Russia’s agricultural collapse: Why Ukraine is following a similar path
Russia’s agricultural sector is spiraling into crisis. Sanctions are taking their toll—key industry metrics have crashed for the first time in years. While declines in 2022 and 2023 were masked by stolen grain from occupied territories, that resource is now depleted.
In Russia, agricultural investments are shrinking, and imported machinery increasingly fails, patched with homemade or Indian parts.
Without modern additives and active substances, the quality of agrochemicals and fertilizers is deteriorating. Together, these factors are slashing exports and costing billions.

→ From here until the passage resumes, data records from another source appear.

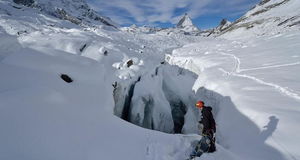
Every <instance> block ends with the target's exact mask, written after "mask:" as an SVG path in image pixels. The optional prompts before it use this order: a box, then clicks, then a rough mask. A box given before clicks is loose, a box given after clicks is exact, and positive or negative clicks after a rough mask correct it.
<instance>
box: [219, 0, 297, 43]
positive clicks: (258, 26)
mask: <svg viewBox="0 0 300 160" xmlns="http://www.w3.org/2000/svg"><path fill="white" fill-rule="evenodd" d="M299 24H300V2H299V0H262V1H261V2H260V3H259V4H257V5H256V6H255V7H254V8H253V9H251V10H250V11H249V12H247V13H246V14H245V15H244V16H242V17H241V18H239V19H238V20H236V21H235V22H233V23H232V25H230V26H229V27H228V28H227V29H225V30H224V31H223V32H222V33H221V37H225V38H241V37H240V36H241V35H243V37H253V36H261V35H266V34H267V35H272V34H278V33H281V32H285V31H289V30H299Z"/></svg>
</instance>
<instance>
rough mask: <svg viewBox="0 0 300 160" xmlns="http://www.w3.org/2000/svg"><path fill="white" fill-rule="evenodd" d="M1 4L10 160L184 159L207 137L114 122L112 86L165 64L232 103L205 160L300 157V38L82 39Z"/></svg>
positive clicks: (33, 14)
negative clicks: (180, 72)
mask: <svg viewBox="0 0 300 160" xmlns="http://www.w3.org/2000/svg"><path fill="white" fill-rule="evenodd" d="M0 5H1V9H2V10H0V13H1V14H0V16H1V17H0V21H1V23H0V39H1V41H0V128H1V130H0V159H1V160H2V159H5V160H13V159H22V160H32V159H43V160H53V159H56V160H83V159H84V160H99V159H111V160H119V159H123V160H141V159H145V160H183V159H185V158H186V157H187V156H188V154H189V153H190V151H191V147H190V145H191V142H193V141H194V140H197V139H199V138H200V136H197V135H196V134H190V135H173V134H165V133H161V132H157V131H152V130H148V129H143V128H140V127H138V126H135V125H133V124H130V123H128V122H125V121H123V120H121V119H120V118H118V117H116V116H114V115H113V107H114V101H113V95H112V92H113V87H112V83H113V82H114V81H122V80H126V79H127V80H128V79H130V78H134V77H138V76H140V75H143V74H145V73H147V72H150V71H152V70H153V69H154V68H155V67H156V66H157V65H159V64H160V62H161V61H163V60H164V59H166V61H167V62H168V63H170V64H174V65H178V66H180V67H183V68H186V69H188V70H190V71H192V72H194V73H196V74H197V75H199V77H198V79H197V80H196V81H195V83H194V84H193V87H191V88H190V90H191V91H192V89H193V90H194V91H195V92H197V91H199V90H201V89H203V88H202V87H205V88H206V89H208V90H211V91H213V92H215V93H218V94H220V96H221V97H223V98H222V99H221V100H220V101H219V102H218V103H219V104H218V106H219V108H218V112H217V113H216V114H215V117H216V122H217V141H218V145H217V152H215V153H213V154H204V155H203V156H202V157H201V158H198V159H202V160H215V159H218V160H220V159H223V160H241V159H242V160H268V159H270V160H295V159H300V154H299V152H298V151H299V149H298V146H299V143H300V136H299V132H300V127H299V124H298V122H299V121H300V116H299V115H300V108H299V106H300V76H299V73H298V72H299V71H300V53H299V50H300V33H299V32H296V31H295V32H293V31H292V32H287V33H284V34H277V35H273V36H265V37H260V38H250V39H239V40H224V39H213V38H210V39H208V38H200V37H198V38H196V37H192V36H191V37H189V36H183V35H170V36H166V35H145V34H128V33H123V32H117V31H115V32H112V31H105V30H101V29H97V30H94V29H90V30H87V31H83V30H82V29H80V28H78V27H77V29H74V25H73V24H70V23H67V22H64V21H61V20H56V19H53V18H51V17H47V16H44V15H40V14H38V13H36V12H37V11H31V10H30V9H28V8H25V9H24V11H21V10H19V9H13V7H8V6H6V5H7V4H6V3H4V2H0ZM3 8H5V9H3ZM7 12H10V13H12V14H13V16H10V15H8V14H7ZM24 13H26V14H24ZM22 14H24V15H23V16H22V17H21V15H22ZM14 15H15V16H14ZM30 17H35V18H30ZM54 21H56V24H57V26H54V27H53V26H51V25H50V24H52V23H54ZM35 22H39V23H35ZM29 24H30V25H29ZM24 27H25V28H24ZM23 30H27V33H22V34H21V35H18V34H17V32H18V31H23ZM84 44H87V47H86V48H85V49H83V50H82V51H80V49H81V48H82V47H83V46H84ZM104 50H107V51H108V55H107V56H105V55H104V54H103V53H104ZM166 54H167V56H166V58H165V55H166ZM129 59H132V60H133V65H132V66H131V67H129V68H128V67H126V62H127V61H128V60H129ZM61 73H66V74H69V75H70V76H71V77H72V78H73V79H74V82H73V83H70V84H67V83H65V82H64V81H62V80H61V79H60V77H59V75H60V74H61ZM178 85H181V86H184V85H185V84H178ZM187 86H188V85H187ZM206 96H208V97H209V96H211V95H210V94H209V93H208V94H207V95H206ZM204 98H205V97H204ZM209 98H210V99H212V100H214V98H216V97H209Z"/></svg>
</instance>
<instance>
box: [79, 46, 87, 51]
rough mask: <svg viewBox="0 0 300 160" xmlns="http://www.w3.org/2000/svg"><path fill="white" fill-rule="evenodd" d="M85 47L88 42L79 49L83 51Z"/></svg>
mask: <svg viewBox="0 0 300 160" xmlns="http://www.w3.org/2000/svg"><path fill="white" fill-rule="evenodd" d="M85 48H86V44H84V45H83V46H82V47H81V48H80V49H79V51H80V52H82V51H83V50H84V49H85Z"/></svg>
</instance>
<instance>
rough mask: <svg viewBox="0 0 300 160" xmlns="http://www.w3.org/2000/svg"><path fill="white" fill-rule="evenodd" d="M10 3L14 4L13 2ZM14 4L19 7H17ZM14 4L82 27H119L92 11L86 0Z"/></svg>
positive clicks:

Return to the plow and locusts
According to a USDA forecast (U.S. Department of Agriculture), Russia’s grain yields will drop this year: corn by 27%, oats by 12%, and wheat by 11%.
Russian farming quality was already on par with Pakistan and Ethiopia in the past. For instance, last year’s wheat yield in the aggressor state hit 29 centners per hectare (hailed as an achievement), compared to 30 in Ethiopia and 31 in Pakistan.
Yet Russia did not owe this to Putin’s diligence but to Western agrotechnology and equipment. Their use boosted grain yields by a third over the past decade: from an average 20 centners per hectare to 30, sometimes higher in favorable years.
Combined with vast fields, this made Russia a top grain exporter. Gross wheat harvests rose from 70 million tons annually in the 2000s to 92 million last year.